Les douze coups de minuit (1/5)

© Edward Malindine
Quatre parachutistes de la 6e division aéroportée britannique synchronisent leur montre aux environs de 23 h, le 5 juin 1944, avant leur départ pour la Normandie.

Le 6 juin 1944, l'une des plus importantes armadas de l'histoire s'approche des plages de Normandie, solidement défendues par la nazis. C'est le D-Day que nous racontent avec leurs mots les acteurs du débarquement.

Denis Edwards et ses camarades reçurent l’ordre d’embarquer vers 22 heures. «O.K. les gars, aboya John Howard, montez dans les planeurs.» Tous étaient soulagés de passer enfin à l’action. Ils avaient occupé les dernières heures à vérifier et revérifier leur équipement, à boire encore des litres de thé (pour une fois coupé de rhum) et à se succéder aux toilettes. Wally Parr remarqua en effet que «tout le monde pissait comme des vaches». Ils s’étaient enduit le visage de graisse, et avaient ajouté du noir de bouchon brûlé pour se foncer encore plus la peau. Parr fit preuve de son manque de tact légendaire en tendant le bouchon à l’un des deux soldats noirs de la compagnie, le deuxième classe Baines, surnommé «Darkie» (Noiraud). «Je crois que je peux m’en passer», dit Baines. Dans la fraîcheur d’un crépuscule toujours pluvieux, Parr inscrivit à la craie les mots «Lady Irene» sur le côté de son appareil, en hommage à sa jeune épouse. Il rejoignit ensuite Edwards et les autres à l’intérieur du fragile planeur fait de toile tendue sur du contreplaqué, qui allait, en théorie, les emmener en France. Les trente hommes (plus John Howard) partageaient l’honneur tout relatif d’occuper le planeur de tête qui serait à l’avant-garde de l’attaque du pont de Bénouville. Ils auraient l’appui de soixante hommes qui devaient atterrir une ou deux minutes après eux dans les deux autres planeurs. Trois détachements supplémentaires avaient pour mission de s’emparer du pont de Ranville. John Howard inspecta les appareils et fit quelques dernières recommandations à ses hommes. «La rapidité est le facteur clé, leur rappela-t-il. Nous devons prendre ces ponts, et nous devons les garder.» Il leur adressa un bref sourire. «A tout à l’heure les gars. N’arrivez pas en retard.» Les hommes accueillirent ces paroles par des plaisanteries et des fanfaronnades. «Bonne chance! se crièrent-ils les uns aux autres. On se retrouve là-bas!» Ils connaissaient parfaitement les risques qu’ils couraient et ne se privèrent pas de faire de l’humour noir en se harnachant.
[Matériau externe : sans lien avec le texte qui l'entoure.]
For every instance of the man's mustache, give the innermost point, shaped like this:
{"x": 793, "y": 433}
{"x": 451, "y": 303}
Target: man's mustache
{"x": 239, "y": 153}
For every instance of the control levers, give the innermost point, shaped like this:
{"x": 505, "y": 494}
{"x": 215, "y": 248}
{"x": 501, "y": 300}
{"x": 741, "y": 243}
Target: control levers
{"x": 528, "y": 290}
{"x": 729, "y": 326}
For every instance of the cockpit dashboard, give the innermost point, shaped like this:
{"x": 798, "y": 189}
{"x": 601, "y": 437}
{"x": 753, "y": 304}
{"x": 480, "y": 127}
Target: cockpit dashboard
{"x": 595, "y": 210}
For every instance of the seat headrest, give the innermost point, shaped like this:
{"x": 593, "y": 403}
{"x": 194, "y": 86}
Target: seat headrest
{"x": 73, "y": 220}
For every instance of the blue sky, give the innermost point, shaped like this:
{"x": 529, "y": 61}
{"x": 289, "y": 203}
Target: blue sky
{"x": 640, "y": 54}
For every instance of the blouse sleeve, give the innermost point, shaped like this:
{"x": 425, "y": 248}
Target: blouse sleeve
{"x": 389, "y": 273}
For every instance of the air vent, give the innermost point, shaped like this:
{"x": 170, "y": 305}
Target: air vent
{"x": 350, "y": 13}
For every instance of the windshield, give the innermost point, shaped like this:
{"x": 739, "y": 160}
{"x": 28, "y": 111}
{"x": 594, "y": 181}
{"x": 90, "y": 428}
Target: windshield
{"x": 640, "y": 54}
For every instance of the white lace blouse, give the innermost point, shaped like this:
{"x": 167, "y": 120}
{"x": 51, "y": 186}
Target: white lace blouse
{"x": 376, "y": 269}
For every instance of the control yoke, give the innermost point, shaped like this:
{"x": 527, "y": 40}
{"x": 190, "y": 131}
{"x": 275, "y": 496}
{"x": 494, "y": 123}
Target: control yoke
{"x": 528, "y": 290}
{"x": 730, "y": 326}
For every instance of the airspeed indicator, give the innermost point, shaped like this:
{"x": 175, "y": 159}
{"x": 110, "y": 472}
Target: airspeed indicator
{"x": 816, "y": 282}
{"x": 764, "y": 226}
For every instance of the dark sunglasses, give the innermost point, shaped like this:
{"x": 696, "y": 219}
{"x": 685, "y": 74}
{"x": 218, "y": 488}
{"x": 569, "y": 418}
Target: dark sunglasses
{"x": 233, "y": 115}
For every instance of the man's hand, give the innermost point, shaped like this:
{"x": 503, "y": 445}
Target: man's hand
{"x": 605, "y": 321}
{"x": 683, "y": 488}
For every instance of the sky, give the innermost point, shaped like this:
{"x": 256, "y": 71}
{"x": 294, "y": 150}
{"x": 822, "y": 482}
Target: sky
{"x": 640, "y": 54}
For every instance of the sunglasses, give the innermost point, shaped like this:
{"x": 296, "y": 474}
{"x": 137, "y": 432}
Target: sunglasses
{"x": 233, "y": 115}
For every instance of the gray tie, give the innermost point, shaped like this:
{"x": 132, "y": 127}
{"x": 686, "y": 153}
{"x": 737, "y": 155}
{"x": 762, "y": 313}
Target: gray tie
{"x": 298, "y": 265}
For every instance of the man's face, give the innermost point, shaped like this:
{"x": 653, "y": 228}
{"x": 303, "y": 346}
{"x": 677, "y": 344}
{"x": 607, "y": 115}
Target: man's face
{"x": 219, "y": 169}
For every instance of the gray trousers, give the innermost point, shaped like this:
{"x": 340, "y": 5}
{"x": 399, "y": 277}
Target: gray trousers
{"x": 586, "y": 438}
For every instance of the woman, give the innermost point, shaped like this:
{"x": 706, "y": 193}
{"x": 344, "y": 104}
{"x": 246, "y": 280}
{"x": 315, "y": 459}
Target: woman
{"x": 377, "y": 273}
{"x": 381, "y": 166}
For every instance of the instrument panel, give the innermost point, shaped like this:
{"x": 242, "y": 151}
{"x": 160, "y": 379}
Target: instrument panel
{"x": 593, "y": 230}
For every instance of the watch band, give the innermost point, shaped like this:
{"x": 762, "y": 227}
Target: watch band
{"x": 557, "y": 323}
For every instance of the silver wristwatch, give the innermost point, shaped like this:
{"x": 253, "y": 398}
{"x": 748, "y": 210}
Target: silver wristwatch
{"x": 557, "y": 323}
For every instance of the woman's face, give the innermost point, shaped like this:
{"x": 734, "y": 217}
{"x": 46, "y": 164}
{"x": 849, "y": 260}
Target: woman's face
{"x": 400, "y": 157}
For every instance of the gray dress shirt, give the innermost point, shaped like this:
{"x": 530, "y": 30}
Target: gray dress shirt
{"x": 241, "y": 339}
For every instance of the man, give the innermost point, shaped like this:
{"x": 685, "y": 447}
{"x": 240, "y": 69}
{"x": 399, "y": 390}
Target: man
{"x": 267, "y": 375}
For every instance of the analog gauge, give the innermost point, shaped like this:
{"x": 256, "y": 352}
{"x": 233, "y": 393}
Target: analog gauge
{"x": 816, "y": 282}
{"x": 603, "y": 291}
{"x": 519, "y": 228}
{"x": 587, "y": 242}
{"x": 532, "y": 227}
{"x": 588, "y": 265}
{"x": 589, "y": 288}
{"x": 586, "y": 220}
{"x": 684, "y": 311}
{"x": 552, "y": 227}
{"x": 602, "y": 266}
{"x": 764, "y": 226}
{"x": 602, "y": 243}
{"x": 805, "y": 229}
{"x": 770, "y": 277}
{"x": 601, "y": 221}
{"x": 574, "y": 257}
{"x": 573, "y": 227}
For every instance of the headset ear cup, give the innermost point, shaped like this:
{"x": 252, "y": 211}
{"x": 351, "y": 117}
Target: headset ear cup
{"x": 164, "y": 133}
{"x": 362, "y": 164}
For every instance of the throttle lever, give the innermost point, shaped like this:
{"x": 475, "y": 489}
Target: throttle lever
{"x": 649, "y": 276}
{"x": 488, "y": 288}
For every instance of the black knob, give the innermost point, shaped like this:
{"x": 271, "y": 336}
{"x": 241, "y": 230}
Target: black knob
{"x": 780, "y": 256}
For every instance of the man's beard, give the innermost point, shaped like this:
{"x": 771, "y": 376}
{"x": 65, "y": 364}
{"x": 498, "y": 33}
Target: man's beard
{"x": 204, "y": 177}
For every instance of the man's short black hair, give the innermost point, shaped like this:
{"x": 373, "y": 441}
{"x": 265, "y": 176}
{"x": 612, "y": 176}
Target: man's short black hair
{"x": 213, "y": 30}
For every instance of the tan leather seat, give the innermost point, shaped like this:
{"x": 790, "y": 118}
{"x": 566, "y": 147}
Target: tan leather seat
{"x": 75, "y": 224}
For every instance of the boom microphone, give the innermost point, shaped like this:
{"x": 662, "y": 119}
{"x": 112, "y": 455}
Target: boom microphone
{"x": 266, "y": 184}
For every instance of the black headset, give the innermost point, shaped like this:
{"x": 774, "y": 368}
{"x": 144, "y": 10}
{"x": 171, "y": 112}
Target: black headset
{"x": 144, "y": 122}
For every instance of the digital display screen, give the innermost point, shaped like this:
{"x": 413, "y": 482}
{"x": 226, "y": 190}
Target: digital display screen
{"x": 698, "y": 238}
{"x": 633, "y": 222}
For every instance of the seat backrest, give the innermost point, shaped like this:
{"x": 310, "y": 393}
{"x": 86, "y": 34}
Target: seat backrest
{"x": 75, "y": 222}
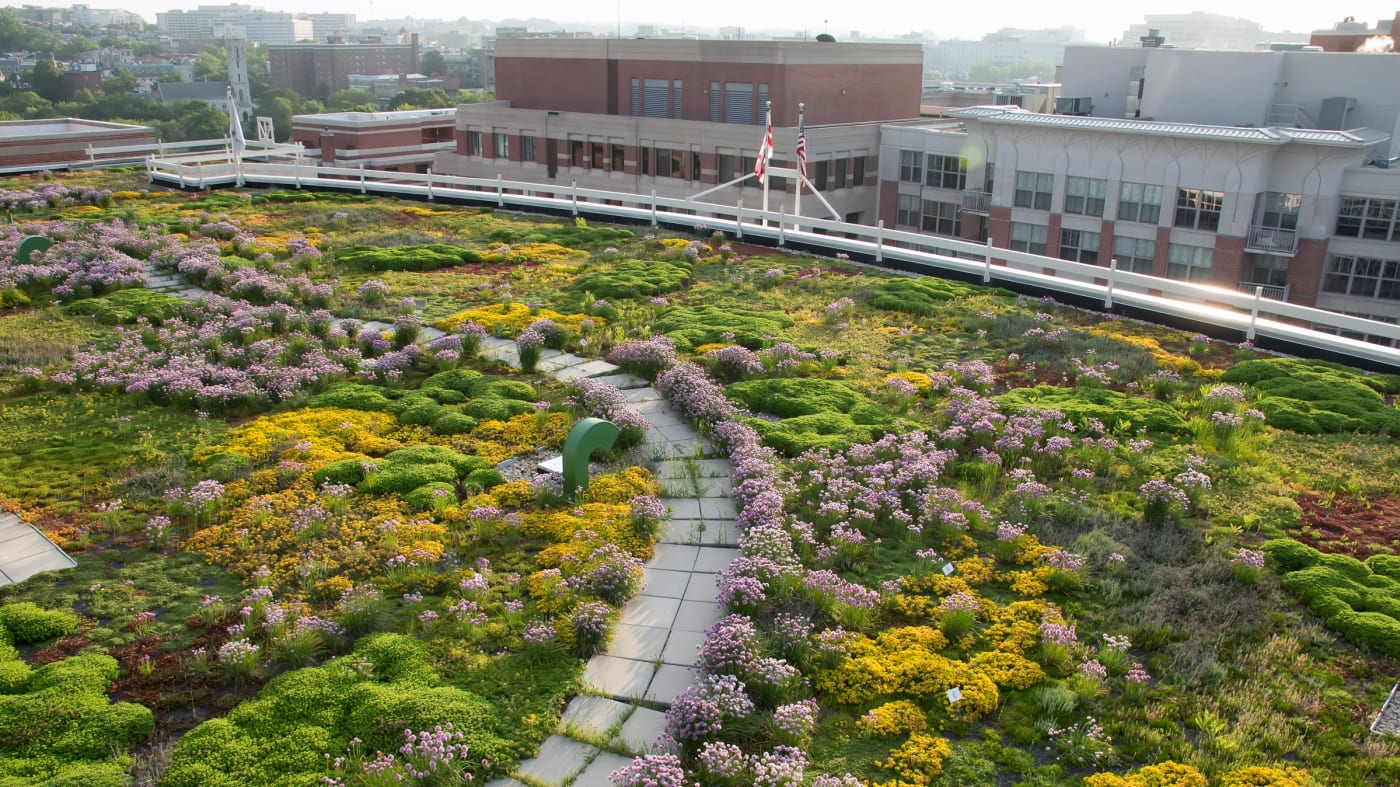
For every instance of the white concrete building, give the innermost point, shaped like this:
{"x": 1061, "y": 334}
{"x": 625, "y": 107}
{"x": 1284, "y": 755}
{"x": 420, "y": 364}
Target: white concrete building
{"x": 1311, "y": 214}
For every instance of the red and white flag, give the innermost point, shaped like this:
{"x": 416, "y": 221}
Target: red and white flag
{"x": 801, "y": 143}
{"x": 760, "y": 167}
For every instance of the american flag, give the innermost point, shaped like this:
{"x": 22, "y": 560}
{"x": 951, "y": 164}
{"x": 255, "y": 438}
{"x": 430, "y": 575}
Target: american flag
{"x": 760, "y": 167}
{"x": 801, "y": 144}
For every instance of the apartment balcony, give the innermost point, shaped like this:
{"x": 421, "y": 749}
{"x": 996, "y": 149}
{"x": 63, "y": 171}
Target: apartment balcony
{"x": 1271, "y": 240}
{"x": 976, "y": 202}
{"x": 1271, "y": 291}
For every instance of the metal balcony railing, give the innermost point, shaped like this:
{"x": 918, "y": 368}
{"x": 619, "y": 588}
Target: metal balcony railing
{"x": 976, "y": 202}
{"x": 1271, "y": 240}
{"x": 1271, "y": 291}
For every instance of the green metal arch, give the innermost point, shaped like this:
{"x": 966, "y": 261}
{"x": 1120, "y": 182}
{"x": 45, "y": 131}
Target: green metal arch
{"x": 28, "y": 245}
{"x": 587, "y": 436}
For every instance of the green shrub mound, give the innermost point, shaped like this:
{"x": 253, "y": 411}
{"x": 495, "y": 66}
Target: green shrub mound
{"x": 452, "y": 422}
{"x": 1110, "y": 408}
{"x": 424, "y": 497}
{"x": 28, "y": 623}
{"x": 283, "y": 734}
{"x": 794, "y": 397}
{"x": 916, "y": 296}
{"x": 406, "y": 469}
{"x": 1318, "y": 397}
{"x": 227, "y": 465}
{"x": 798, "y": 434}
{"x": 59, "y": 728}
{"x": 427, "y": 256}
{"x": 496, "y": 408}
{"x": 634, "y": 279}
{"x": 506, "y": 388}
{"x": 352, "y": 397}
{"x": 461, "y": 380}
{"x": 125, "y": 307}
{"x": 577, "y": 235}
{"x": 1347, "y": 594}
{"x": 690, "y": 326}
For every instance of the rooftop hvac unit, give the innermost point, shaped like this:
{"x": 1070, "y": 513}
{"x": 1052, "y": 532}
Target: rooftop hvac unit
{"x": 1073, "y": 105}
{"x": 1334, "y": 112}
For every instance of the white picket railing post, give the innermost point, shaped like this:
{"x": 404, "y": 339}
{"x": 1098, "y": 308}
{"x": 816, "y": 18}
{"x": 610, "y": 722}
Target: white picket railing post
{"x": 1253, "y": 312}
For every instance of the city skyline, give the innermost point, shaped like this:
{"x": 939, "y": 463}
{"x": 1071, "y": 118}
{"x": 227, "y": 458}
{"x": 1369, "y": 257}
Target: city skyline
{"x": 1101, "y": 21}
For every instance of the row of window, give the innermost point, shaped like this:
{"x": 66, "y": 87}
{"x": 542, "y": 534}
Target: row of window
{"x": 1362, "y": 276}
{"x": 1183, "y": 261}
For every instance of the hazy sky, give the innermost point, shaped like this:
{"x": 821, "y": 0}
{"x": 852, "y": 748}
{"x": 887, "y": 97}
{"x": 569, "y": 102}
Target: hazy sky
{"x": 1101, "y": 18}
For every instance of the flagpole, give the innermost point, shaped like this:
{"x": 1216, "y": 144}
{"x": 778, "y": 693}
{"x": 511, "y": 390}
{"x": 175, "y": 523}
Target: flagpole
{"x": 767, "y": 156}
{"x": 801, "y": 167}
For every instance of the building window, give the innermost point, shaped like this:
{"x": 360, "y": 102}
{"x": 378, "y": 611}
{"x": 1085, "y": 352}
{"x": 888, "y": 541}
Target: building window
{"x": 1078, "y": 245}
{"x": 738, "y": 102}
{"x": 725, "y": 163}
{"x": 1197, "y": 209}
{"x": 1364, "y": 276}
{"x": 1085, "y": 196}
{"x": 947, "y": 172}
{"x": 1372, "y": 219}
{"x": 1033, "y": 189}
{"x": 907, "y": 214}
{"x": 1277, "y": 210}
{"x": 819, "y": 174}
{"x": 1140, "y": 202}
{"x": 941, "y": 217}
{"x": 1028, "y": 237}
{"x": 910, "y": 167}
{"x": 1189, "y": 263}
{"x": 1134, "y": 254}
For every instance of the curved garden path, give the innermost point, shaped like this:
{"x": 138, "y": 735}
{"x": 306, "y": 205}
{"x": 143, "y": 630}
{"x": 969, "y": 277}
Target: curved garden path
{"x": 655, "y": 644}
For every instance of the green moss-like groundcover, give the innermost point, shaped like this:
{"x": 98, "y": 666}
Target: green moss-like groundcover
{"x": 1361, "y": 601}
{"x": 1316, "y": 397}
{"x": 282, "y": 737}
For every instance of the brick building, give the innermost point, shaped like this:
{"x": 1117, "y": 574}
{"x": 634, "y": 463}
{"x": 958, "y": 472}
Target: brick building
{"x": 28, "y": 146}
{"x": 679, "y": 116}
{"x": 315, "y": 70}
{"x": 401, "y": 142}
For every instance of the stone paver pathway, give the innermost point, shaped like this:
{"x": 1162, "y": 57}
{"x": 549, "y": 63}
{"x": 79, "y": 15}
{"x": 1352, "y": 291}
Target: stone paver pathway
{"x": 24, "y": 552}
{"x": 657, "y": 640}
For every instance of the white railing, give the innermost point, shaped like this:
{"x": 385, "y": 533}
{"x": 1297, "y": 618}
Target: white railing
{"x": 1271, "y": 240}
{"x": 1250, "y": 314}
{"x": 1271, "y": 291}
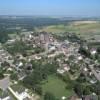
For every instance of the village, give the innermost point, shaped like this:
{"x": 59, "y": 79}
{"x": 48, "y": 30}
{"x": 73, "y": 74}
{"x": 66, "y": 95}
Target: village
{"x": 70, "y": 57}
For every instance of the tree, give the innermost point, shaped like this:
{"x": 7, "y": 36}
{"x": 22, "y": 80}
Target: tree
{"x": 38, "y": 89}
{"x": 14, "y": 76}
{"x": 49, "y": 96}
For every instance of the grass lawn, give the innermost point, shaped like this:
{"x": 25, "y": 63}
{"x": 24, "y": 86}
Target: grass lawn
{"x": 57, "y": 87}
{"x": 17, "y": 87}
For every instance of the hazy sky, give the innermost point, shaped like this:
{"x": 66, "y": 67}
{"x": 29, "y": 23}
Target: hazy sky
{"x": 50, "y": 7}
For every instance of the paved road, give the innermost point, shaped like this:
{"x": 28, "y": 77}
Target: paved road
{"x": 94, "y": 72}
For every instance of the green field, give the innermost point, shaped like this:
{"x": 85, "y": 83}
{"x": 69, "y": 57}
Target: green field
{"x": 86, "y": 29}
{"x": 57, "y": 87}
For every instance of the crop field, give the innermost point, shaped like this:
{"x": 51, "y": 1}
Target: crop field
{"x": 85, "y": 29}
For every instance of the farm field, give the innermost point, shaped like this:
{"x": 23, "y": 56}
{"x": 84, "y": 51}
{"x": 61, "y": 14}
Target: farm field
{"x": 85, "y": 29}
{"x": 57, "y": 87}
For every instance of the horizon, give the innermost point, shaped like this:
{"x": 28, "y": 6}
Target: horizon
{"x": 61, "y": 8}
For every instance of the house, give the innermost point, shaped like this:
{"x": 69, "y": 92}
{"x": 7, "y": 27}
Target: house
{"x": 5, "y": 83}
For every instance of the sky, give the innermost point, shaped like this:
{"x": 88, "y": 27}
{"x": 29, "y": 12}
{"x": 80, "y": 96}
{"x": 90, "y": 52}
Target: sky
{"x": 50, "y": 7}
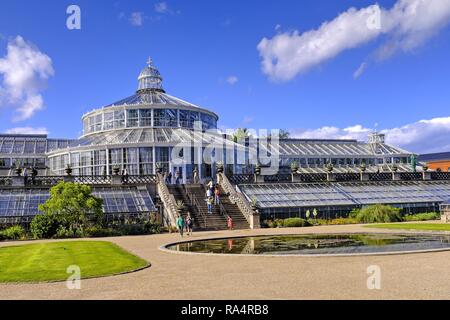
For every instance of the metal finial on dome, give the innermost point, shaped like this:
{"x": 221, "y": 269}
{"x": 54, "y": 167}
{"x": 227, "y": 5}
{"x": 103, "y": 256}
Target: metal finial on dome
{"x": 150, "y": 78}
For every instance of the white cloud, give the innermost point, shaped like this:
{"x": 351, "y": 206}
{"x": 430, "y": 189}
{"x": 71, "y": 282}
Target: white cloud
{"x": 161, "y": 7}
{"x": 407, "y": 25}
{"x": 232, "y": 80}
{"x": 137, "y": 19}
{"x": 424, "y": 136}
{"x": 247, "y": 120}
{"x": 27, "y": 130}
{"x": 360, "y": 70}
{"x": 25, "y": 72}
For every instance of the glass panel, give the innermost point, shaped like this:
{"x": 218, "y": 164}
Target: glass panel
{"x": 132, "y": 118}
{"x": 145, "y": 117}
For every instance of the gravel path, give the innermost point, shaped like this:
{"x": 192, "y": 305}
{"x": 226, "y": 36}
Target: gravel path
{"x": 180, "y": 276}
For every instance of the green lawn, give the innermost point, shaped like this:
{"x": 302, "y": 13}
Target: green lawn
{"x": 49, "y": 261}
{"x": 412, "y": 226}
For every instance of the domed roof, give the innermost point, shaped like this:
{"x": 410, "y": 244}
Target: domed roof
{"x": 150, "y": 79}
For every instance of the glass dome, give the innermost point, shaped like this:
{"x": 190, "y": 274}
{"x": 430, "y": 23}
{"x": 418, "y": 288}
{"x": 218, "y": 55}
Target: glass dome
{"x": 150, "y": 78}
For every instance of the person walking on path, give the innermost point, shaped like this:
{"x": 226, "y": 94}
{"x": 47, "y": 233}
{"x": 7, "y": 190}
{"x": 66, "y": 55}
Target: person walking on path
{"x": 169, "y": 178}
{"x": 25, "y": 176}
{"x": 230, "y": 223}
{"x": 180, "y": 224}
{"x": 33, "y": 175}
{"x": 208, "y": 192}
{"x": 189, "y": 224}
{"x": 216, "y": 195}
{"x": 209, "y": 202}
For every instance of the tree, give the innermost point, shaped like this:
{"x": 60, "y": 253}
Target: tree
{"x": 240, "y": 134}
{"x": 284, "y": 134}
{"x": 74, "y": 206}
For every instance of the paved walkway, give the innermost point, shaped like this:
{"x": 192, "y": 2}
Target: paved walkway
{"x": 180, "y": 276}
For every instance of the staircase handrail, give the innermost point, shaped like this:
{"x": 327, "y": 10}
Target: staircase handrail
{"x": 238, "y": 198}
{"x": 194, "y": 201}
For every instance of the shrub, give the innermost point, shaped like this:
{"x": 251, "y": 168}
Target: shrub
{"x": 295, "y": 222}
{"x": 64, "y": 232}
{"x": 378, "y": 213}
{"x": 45, "y": 226}
{"x": 13, "y": 233}
{"x": 102, "y": 232}
{"x": 423, "y": 216}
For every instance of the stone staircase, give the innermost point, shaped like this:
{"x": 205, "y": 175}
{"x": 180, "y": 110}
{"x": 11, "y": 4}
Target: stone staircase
{"x": 193, "y": 195}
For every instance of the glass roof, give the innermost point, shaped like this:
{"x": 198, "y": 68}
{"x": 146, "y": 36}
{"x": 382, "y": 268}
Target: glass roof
{"x": 338, "y": 148}
{"x": 151, "y": 135}
{"x": 30, "y": 144}
{"x": 25, "y": 202}
{"x": 150, "y": 78}
{"x": 284, "y": 195}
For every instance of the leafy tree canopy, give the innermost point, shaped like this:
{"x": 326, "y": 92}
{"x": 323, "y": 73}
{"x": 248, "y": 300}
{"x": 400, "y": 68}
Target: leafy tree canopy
{"x": 74, "y": 204}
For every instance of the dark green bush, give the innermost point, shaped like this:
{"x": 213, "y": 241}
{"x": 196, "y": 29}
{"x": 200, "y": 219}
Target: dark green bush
{"x": 378, "y": 213}
{"x": 423, "y": 216}
{"x": 13, "y": 233}
{"x": 68, "y": 232}
{"x": 102, "y": 232}
{"x": 336, "y": 221}
{"x": 295, "y": 222}
{"x": 45, "y": 226}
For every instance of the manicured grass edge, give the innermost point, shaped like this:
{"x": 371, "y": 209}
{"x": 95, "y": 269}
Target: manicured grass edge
{"x": 146, "y": 266}
{"x": 404, "y": 226}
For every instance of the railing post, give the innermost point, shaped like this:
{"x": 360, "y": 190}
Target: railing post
{"x": 364, "y": 176}
{"x": 18, "y": 181}
{"x": 396, "y": 176}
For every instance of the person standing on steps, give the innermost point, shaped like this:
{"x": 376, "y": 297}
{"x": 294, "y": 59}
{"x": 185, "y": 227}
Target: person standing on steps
{"x": 180, "y": 224}
{"x": 208, "y": 192}
{"x": 189, "y": 224}
{"x": 209, "y": 202}
{"x": 217, "y": 195}
{"x": 230, "y": 223}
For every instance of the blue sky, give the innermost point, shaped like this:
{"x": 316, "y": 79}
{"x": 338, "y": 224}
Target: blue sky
{"x": 208, "y": 54}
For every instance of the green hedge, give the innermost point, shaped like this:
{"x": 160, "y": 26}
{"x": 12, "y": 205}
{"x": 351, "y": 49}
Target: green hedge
{"x": 13, "y": 233}
{"x": 377, "y": 213}
{"x": 422, "y": 216}
{"x": 295, "y": 222}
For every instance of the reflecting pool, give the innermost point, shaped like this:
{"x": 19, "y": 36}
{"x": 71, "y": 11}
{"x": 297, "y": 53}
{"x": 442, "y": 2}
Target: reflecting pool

«S’ils les doublaient de satin, dit l’un d’entre eux, ça serait parfait pour nous enterrer tous à l’intérieur.» Seuls les deux pilotes, Jim Wallwork et John Ainsworth, gardaient le moral et se voulurent rassurants: «Même si on perd une aile ou deux, on se posera près de nos cibles.» Ils promirent à leurs passagers «de terminer le trajet la tête en haut», mais avec une telle insouciance qu’ils ne convainquirent pas grand monde. Il était près de 22 h 35 quand tout le monde fut sanglé dans les Horsa gliders, les planeurs qu’ils appelaient en plaisantant hearse-gliders, par analogie avec le mot «corbillard». Edward sentait «une forte tension» chez tous les hommes, et admit que lui-même avait «de plus en plus peur». Wally Parr était lui aussi très angoissé. Il y avait de l’électricité dans l’air, «comme deux boxeurs dans une salle qui donnent des coups dans le vide en sautillant l’un autour de l’autre avant de lancer l’assaut». Personne ne voulait trahir sa peur, mais Howard lui-même avoua plus tard avoir eu «une énorme boule» dans la gorge. A 22 h 56, le régime du moteur de l’avion remorqueur Halifax augmenta, le bourdonnement s’amplifia et devint un grondement assourdissant. Edwards avait mal au cœur. «Mes muscles se tendirent, un frisson me monta dans le dos, j’étouffais et j’avais des sueurs froides.» Le sort en était jeté. Ils décollaient. Ils ne pouvaient plus revenir en arrière. Le Halifax prit de la vitesse et les hommes se préparèrent à la brutale secousse du câble de remorquage qui se tendait en atteignant la tension maximale.